Somatic meditation is centered in the body rather than the mind. Unlike mindfulness meditation, somatic mediation focuses on releasing negative tension throughout the body. Practitioners of somatic meditation believe that negative emotional experiences can impact the health of the brain and the body, displaying itself as both physical pain and distressing emotions. Somatic meditation in a therapy setting combines physical practices such as yoga or dance with meditation.
How Does Cognitive Therapy Work With Meditation?

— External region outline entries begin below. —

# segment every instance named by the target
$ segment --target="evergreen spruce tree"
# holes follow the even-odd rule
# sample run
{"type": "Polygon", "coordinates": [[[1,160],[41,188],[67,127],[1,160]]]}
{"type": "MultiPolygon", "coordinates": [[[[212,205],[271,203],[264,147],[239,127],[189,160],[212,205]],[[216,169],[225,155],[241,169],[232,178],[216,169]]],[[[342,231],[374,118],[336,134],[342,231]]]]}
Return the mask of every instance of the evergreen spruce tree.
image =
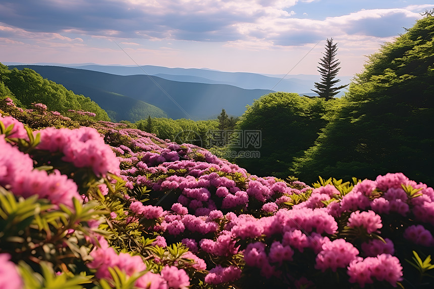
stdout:
{"type": "Polygon", "coordinates": [[[217,119],[219,120],[219,129],[222,131],[227,129],[229,124],[229,116],[225,108],[222,109],[222,112],[217,117],[217,119]]]}
{"type": "Polygon", "coordinates": [[[146,120],[146,132],[152,133],[152,120],[151,119],[150,115],[148,116],[148,119],[146,120]]]}
{"type": "Polygon", "coordinates": [[[336,59],[336,54],[338,51],[338,47],[336,43],[333,43],[333,38],[330,40],[327,39],[327,43],[326,44],[326,52],[323,53],[324,56],[321,59],[320,62],[318,64],[320,66],[318,67],[318,72],[321,75],[321,81],[315,82],[315,88],[317,89],[311,90],[317,93],[320,97],[322,97],[328,100],[339,93],[338,91],[346,87],[348,84],[341,85],[337,87],[334,87],[335,85],[341,81],[340,79],[334,79],[338,75],[338,72],[341,69],[339,67],[340,62],[336,59]]]}

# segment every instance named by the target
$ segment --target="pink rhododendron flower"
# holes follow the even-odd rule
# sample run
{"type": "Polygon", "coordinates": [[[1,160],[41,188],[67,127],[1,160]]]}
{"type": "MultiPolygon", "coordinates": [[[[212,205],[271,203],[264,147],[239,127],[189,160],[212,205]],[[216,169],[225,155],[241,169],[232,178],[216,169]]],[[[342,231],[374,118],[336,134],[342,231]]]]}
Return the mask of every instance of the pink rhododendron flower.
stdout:
{"type": "Polygon", "coordinates": [[[322,251],[316,256],[315,268],[324,272],[331,269],[345,268],[356,259],[359,251],[344,239],[337,239],[322,245],[322,251]]]}
{"type": "Polygon", "coordinates": [[[126,253],[118,254],[113,247],[108,247],[105,239],[101,239],[99,243],[101,247],[96,247],[90,252],[93,260],[87,264],[88,267],[96,269],[95,275],[97,278],[111,279],[108,268],[115,266],[128,276],[146,270],[146,266],[140,256],[132,256],[126,253]]]}
{"type": "Polygon", "coordinates": [[[314,189],[312,192],[312,194],[324,194],[330,198],[333,198],[335,195],[340,195],[341,192],[334,186],[329,184],[323,187],[321,186],[319,188],[314,189]]]}
{"type": "Polygon", "coordinates": [[[197,252],[198,249],[197,248],[197,242],[194,239],[191,239],[189,238],[184,238],[181,240],[181,242],[187,246],[187,248],[188,248],[188,250],[192,252],[193,253],[196,253],[197,252]]]}
{"type": "Polygon", "coordinates": [[[172,210],[180,215],[186,215],[188,213],[188,209],[179,203],[175,203],[172,205],[172,210]]]}
{"type": "Polygon", "coordinates": [[[357,211],[351,213],[347,225],[352,228],[363,227],[369,234],[377,232],[383,227],[381,217],[373,211],[357,211]]]}
{"type": "Polygon", "coordinates": [[[267,213],[275,212],[277,211],[278,209],[279,209],[279,206],[276,203],[267,203],[264,204],[262,207],[262,211],[267,213]]]}
{"type": "Polygon", "coordinates": [[[133,202],[130,205],[130,209],[137,215],[142,215],[146,219],[156,219],[162,217],[164,212],[161,207],[156,207],[151,205],[144,206],[141,202],[133,202]]]}
{"type": "Polygon", "coordinates": [[[3,123],[5,127],[7,128],[9,126],[13,126],[12,131],[10,133],[8,138],[17,138],[29,140],[27,132],[24,128],[24,125],[12,117],[0,117],[0,122],[3,123]]]}
{"type": "Polygon", "coordinates": [[[203,259],[200,259],[192,252],[188,251],[184,253],[181,256],[185,259],[191,259],[194,263],[192,266],[193,268],[199,271],[206,270],[206,264],[203,259]]]}
{"type": "Polygon", "coordinates": [[[273,243],[268,253],[268,260],[272,263],[282,264],[284,261],[292,261],[294,250],[289,246],[284,246],[279,242],[273,243]]]}
{"type": "Polygon", "coordinates": [[[395,253],[393,243],[388,238],[386,238],[385,241],[386,243],[378,239],[362,243],[361,248],[364,255],[367,257],[376,257],[382,254],[392,255],[395,253]]]}
{"type": "Polygon", "coordinates": [[[401,185],[407,185],[410,181],[402,172],[392,174],[389,172],[385,176],[378,176],[375,181],[377,187],[383,192],[386,192],[390,188],[400,189],[401,185]]]}
{"type": "Polygon", "coordinates": [[[348,269],[350,282],[358,283],[362,287],[373,283],[374,279],[387,281],[394,287],[397,282],[402,280],[402,266],[399,260],[389,254],[365,259],[358,258],[351,261],[348,269]]]}
{"type": "Polygon", "coordinates": [[[153,242],[152,244],[159,246],[161,248],[165,248],[167,247],[167,244],[166,242],[166,239],[165,239],[165,238],[162,236],[157,236],[155,238],[155,241],[153,242]]]}
{"type": "Polygon", "coordinates": [[[413,225],[405,229],[404,238],[415,244],[426,247],[434,244],[434,238],[431,232],[422,225],[413,225]]]}
{"type": "Polygon", "coordinates": [[[218,265],[209,270],[205,277],[205,282],[210,284],[221,284],[233,282],[241,277],[241,270],[238,267],[230,266],[223,267],[218,265]]]}
{"type": "Polygon", "coordinates": [[[23,281],[15,264],[9,261],[11,256],[0,254],[0,289],[21,289],[23,281]]]}
{"type": "Polygon", "coordinates": [[[161,270],[161,275],[167,281],[170,288],[187,289],[190,285],[190,278],[182,269],[166,266],[161,270]]]}

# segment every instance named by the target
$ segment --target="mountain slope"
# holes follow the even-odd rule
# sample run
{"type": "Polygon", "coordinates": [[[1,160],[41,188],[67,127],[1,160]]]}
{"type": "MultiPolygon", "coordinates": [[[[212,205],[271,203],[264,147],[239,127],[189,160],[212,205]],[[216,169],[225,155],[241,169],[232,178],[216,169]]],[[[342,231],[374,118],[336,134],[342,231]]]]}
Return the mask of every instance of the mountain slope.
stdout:
{"type": "MultiPolygon", "coordinates": [[[[240,115],[245,110],[246,105],[269,91],[243,89],[225,84],[172,81],[146,75],[119,76],[55,66],[11,67],[31,68],[43,77],[92,99],[100,95],[97,93],[98,91],[128,96],[162,109],[173,119],[207,119],[220,113],[222,108],[230,114],[240,115]]],[[[97,102],[103,107],[106,107],[104,103],[106,101],[109,99],[99,99],[97,102]]]]}
{"type": "MultiPolygon", "coordinates": [[[[151,65],[138,67],[89,65],[77,66],[75,68],[118,75],[148,74],[176,81],[218,83],[234,85],[246,89],[273,89],[275,91],[295,92],[300,94],[311,92],[310,89],[314,88],[313,83],[319,81],[319,75],[290,75],[284,78],[285,75],[264,75],[247,72],[227,72],[195,68],[169,68],[151,65]]],[[[350,76],[340,76],[339,79],[342,80],[340,83],[349,83],[350,78],[350,76]]],[[[343,94],[341,93],[340,95],[343,94]]]]}

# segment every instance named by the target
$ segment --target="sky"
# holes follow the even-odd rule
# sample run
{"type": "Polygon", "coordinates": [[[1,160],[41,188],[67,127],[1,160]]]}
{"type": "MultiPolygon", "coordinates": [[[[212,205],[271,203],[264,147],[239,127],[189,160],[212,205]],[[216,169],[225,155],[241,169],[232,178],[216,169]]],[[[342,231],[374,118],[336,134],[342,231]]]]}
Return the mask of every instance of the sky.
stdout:
{"type": "Polygon", "coordinates": [[[318,74],[333,38],[351,76],[432,1],[2,0],[0,62],[318,74]]]}

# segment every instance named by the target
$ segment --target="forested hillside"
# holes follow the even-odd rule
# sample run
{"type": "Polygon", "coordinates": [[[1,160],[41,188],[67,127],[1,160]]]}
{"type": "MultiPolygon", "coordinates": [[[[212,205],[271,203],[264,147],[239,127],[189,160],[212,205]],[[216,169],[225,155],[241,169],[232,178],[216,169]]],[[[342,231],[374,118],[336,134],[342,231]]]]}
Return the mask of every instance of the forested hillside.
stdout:
{"type": "Polygon", "coordinates": [[[370,55],[348,103],[296,159],[294,174],[310,181],[401,171],[434,184],[433,47],[428,16],[370,55]]]}
{"type": "MultiPolygon", "coordinates": [[[[162,117],[165,116],[162,113],[167,113],[173,119],[206,120],[219,113],[223,107],[227,107],[231,114],[240,115],[253,99],[270,92],[269,89],[243,89],[227,84],[172,81],[146,75],[124,76],[65,67],[29,65],[11,67],[31,68],[77,93],[92,100],[94,96],[97,97],[95,101],[101,107],[107,107],[109,104],[106,102],[113,100],[113,93],[121,94],[162,110],[159,114],[156,111],[150,113],[151,117],[162,117]]],[[[130,101],[134,104],[132,99],[130,101]]],[[[112,107],[106,109],[114,111],[115,107],[112,107]]],[[[140,116],[144,119],[149,114],[142,113],[140,116]]],[[[118,117],[117,120],[138,120],[118,117]]]]}
{"type": "Polygon", "coordinates": [[[24,108],[31,109],[32,103],[43,103],[50,110],[83,110],[95,113],[96,120],[110,120],[106,112],[89,97],[75,94],[31,69],[9,70],[0,63],[0,97],[17,99],[24,108]]]}
{"type": "Polygon", "coordinates": [[[238,128],[262,131],[261,158],[237,163],[261,176],[293,175],[308,183],[318,176],[400,171],[434,184],[433,43],[434,18],[428,16],[370,55],[340,99],[260,98],[238,128]],[[314,110],[303,104],[309,101],[317,103],[314,110]]]}

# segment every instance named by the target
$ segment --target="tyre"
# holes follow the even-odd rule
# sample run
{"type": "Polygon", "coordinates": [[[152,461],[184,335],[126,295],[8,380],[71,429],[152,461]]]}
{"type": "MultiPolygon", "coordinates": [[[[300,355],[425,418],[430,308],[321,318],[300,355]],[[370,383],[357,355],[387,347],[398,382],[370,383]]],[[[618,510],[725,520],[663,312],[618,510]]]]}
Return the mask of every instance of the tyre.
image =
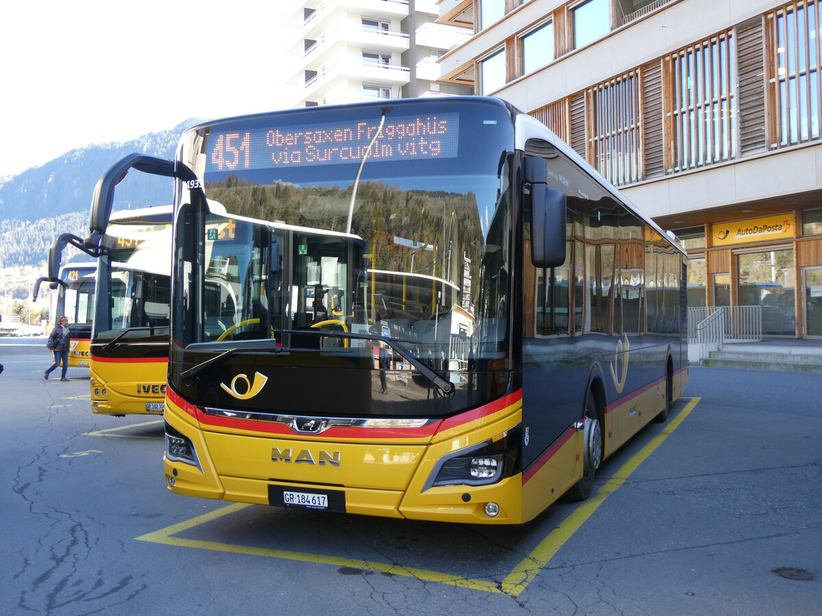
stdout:
{"type": "Polygon", "coordinates": [[[603,427],[597,413],[597,398],[589,390],[583,413],[583,472],[582,478],[574,484],[565,496],[568,500],[585,500],[593,490],[593,477],[603,461],[603,427]]]}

American psychologist Richard Lazarus proposed a cognitive meditation theory that focuses on “appraisal”, which is where the mind makes automatic assumptions of a situation. These assumptions in the brain link emotional responses such as fear or anger with certain stimuli, repeating the response in the mind the next time the stimulus is experienced. Meditation is a great tool to break this.
Cognitive mediators occur between the reception of the stimulus and the brain’s response to it. While these responses can occur immediately, one can find that they may also be delayed. Meditation helps patients of cognitive therapy to receive the stimulus and the associated emotional response in a way that improves their mental health.
Meditation works with cognitive therapy by using meditation techniques such as the practice of mindfulness meditation to help people become aware of their thoughts and emotions without judging them. Meditation may be used with cognitive therapy to help relieve the mental pain that many people suffering from mental health issues such as depression may experience.